Reading Lolita in Tehran by Azar Nafisi and Persepolis by Marjane Satrapi. Literature of Iran; pictured here on my persian rug.
I thought I’d like to start sharing any good books I come across as I read them. I usually have a small tower of books beside my bed at any given moment which constantly shifts as I’m reading and adding new ones. Luckily, with my foresight into the sport of reading stemming from the ridiculous amount of books I already have read as a former English major, most of the books I read I generally like and find really awesome. Here’s one I’ve wanted to read since I did my Contemporary American Literature class with Dr. Linda Morra at Bishop’s.
Reading Lolita in Tehran by Azar Nafisi: Definitely recommended.
’A memoir in books’ as the sub-title says. The autobiographical account of the English professor/author’s days in Iran during the 80s + 90s in post ‘79 Islamic Revolution Tehran. For the most part, the narrative focuses on the author’s relationships with her students, and her reaction to the revolution as well as her insights to feminism in relation to being a woman living in Iran, how it’s different from someone of her generation as opposed to her students, and many other great musings on female psyche of women living in the strict, Islamic context. All with excellent reference to Nabokov, James, Austen, and other famous ‘Western’ literary writers. Her characterizations are excellent, and her similes elegant. I also learned a lot more about Iranian history, which would also lead me to recommend another book about Iran, ‘Persepolis’, which many of you may already be familiar with. There’s a scene in Persepolis Pt. 1 which you may recall, where a young Marjane chants in her living room, “Down with the Shah!”. This would be just before the ‘79 revolution, where the shah was indeed overthrown, which prompted the islamic revolution, the installation of Ayatollah Khomeini as Iran’s leader, and subsequent reduction of women’s rights. Reading these two books together gives you a really interesting vantage point through two windows into the same historical events.
I thought I’d pick this quote to share, from one of the last pages of the book as the author is spending her last days in Iran in 1997 after deciding to move back to America after finally being granted the right to leave Iran. It doesn’t particularly sum up the overall theme of ‘Reading Lolita in Tehran’, but it resonated with me because i’ve so often thought the same way when leaving a place. Going to Germany, coming back from Germany, leaving for University, taking a year away from University, going to Japan, leaving Japan, coming back to university, and then coming back to Halifax. We never really are who we were again.
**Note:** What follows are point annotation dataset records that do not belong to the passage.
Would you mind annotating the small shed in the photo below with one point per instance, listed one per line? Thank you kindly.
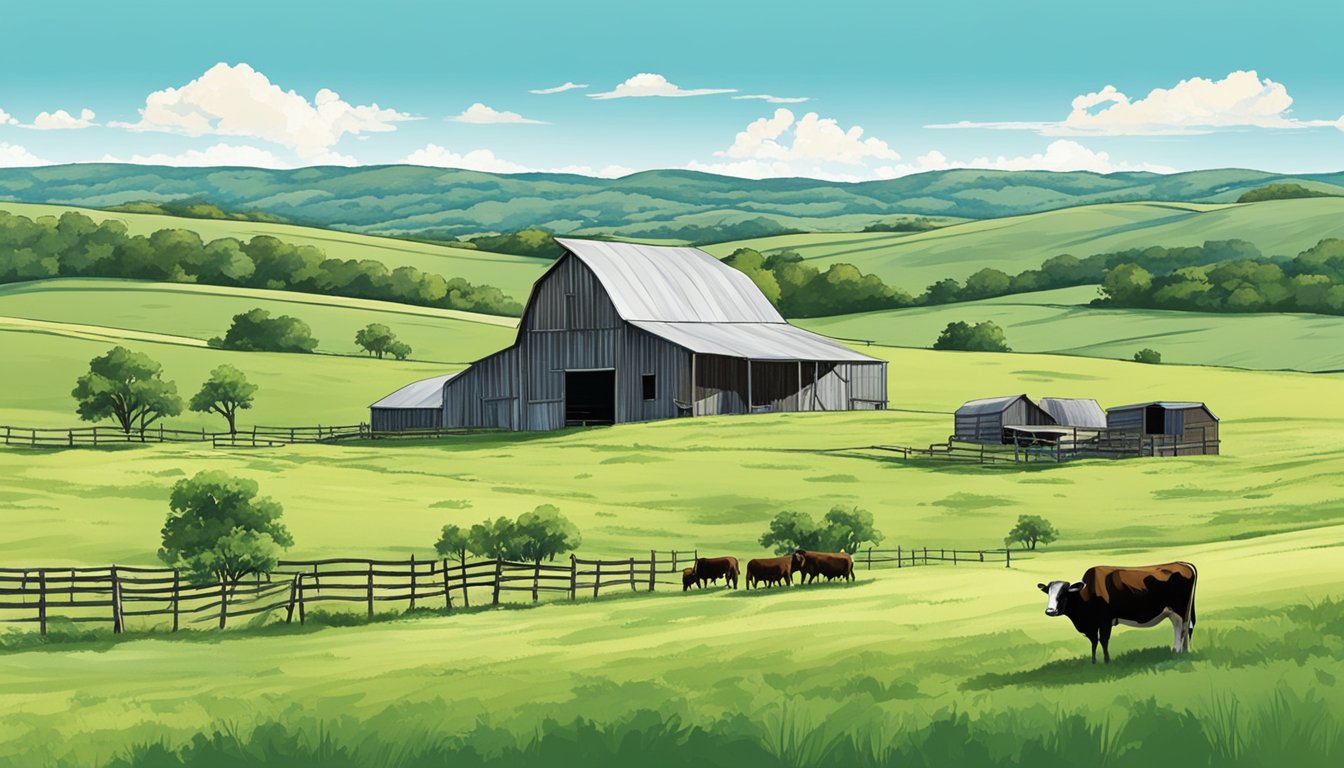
(418, 405)
(1074, 412)
(1168, 428)
(984, 420)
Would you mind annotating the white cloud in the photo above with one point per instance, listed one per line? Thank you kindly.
(558, 89)
(649, 84)
(487, 162)
(241, 101)
(1195, 105)
(774, 98)
(215, 155)
(62, 120)
(15, 156)
(483, 114)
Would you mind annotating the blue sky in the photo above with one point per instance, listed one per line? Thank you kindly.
(890, 89)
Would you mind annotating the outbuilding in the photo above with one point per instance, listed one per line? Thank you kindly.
(985, 420)
(1168, 428)
(616, 332)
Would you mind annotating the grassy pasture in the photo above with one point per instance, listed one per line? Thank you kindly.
(1061, 322)
(511, 273)
(913, 261)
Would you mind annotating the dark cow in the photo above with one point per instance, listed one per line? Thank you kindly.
(1130, 596)
(770, 570)
(832, 565)
(710, 569)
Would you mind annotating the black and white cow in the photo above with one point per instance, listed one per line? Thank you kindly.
(1132, 596)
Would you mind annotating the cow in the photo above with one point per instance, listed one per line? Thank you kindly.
(832, 565)
(1130, 596)
(772, 570)
(710, 569)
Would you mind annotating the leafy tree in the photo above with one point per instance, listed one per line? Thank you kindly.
(980, 338)
(219, 531)
(1030, 530)
(453, 542)
(257, 331)
(226, 392)
(127, 386)
(848, 529)
(543, 533)
(375, 339)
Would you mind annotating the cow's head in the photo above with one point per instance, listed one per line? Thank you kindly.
(1059, 593)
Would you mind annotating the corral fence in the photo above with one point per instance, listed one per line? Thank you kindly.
(910, 557)
(163, 596)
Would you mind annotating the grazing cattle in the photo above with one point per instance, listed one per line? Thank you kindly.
(710, 569)
(832, 565)
(1130, 596)
(770, 570)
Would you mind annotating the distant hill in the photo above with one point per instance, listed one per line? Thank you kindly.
(407, 199)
Then again, you could argue that every second we are changing, and that we can never encapsulate exactly who or what we are because we’re in constant motion with time. Neatly, this ties into Humbert’s obsession with preserving time, in Lolita, both through his photographs and his attempts to get her to stay a child forever, but I digress. Here’s the quote:
“I showed the pictures we’d taken in those last few weeks to my magician. You get a strange feeling when you’re about to leave a place, I told him, like you’ll not only miss the people you love but you’ll miss the person you are now at this time and this place, because you’ll never be this way ever again.” – Reading Lolita in Tehran, Azar Nafisi
I’ve always been more of a journalist, or a fiction writer, and I’ve never had the patience for perfecting the art of writing really academic, stylistically correct, sourced, English papers (sorry Dr. Morra). But, I really like the style of English lectures, and the philosophies behind literature interpretation. Englit students will doubtlessly recognize turns of phrase and thought processes in Nafisi’s writings that mimic that of a literature class (in fact, I think there were a few concepts for Lolita that I heard from your class, Dr. Morra) . So if anything you’re also getting a free lecture thrown into the mix, as well as a really excellent reflection, and a must-read book. Go. Read it. Now.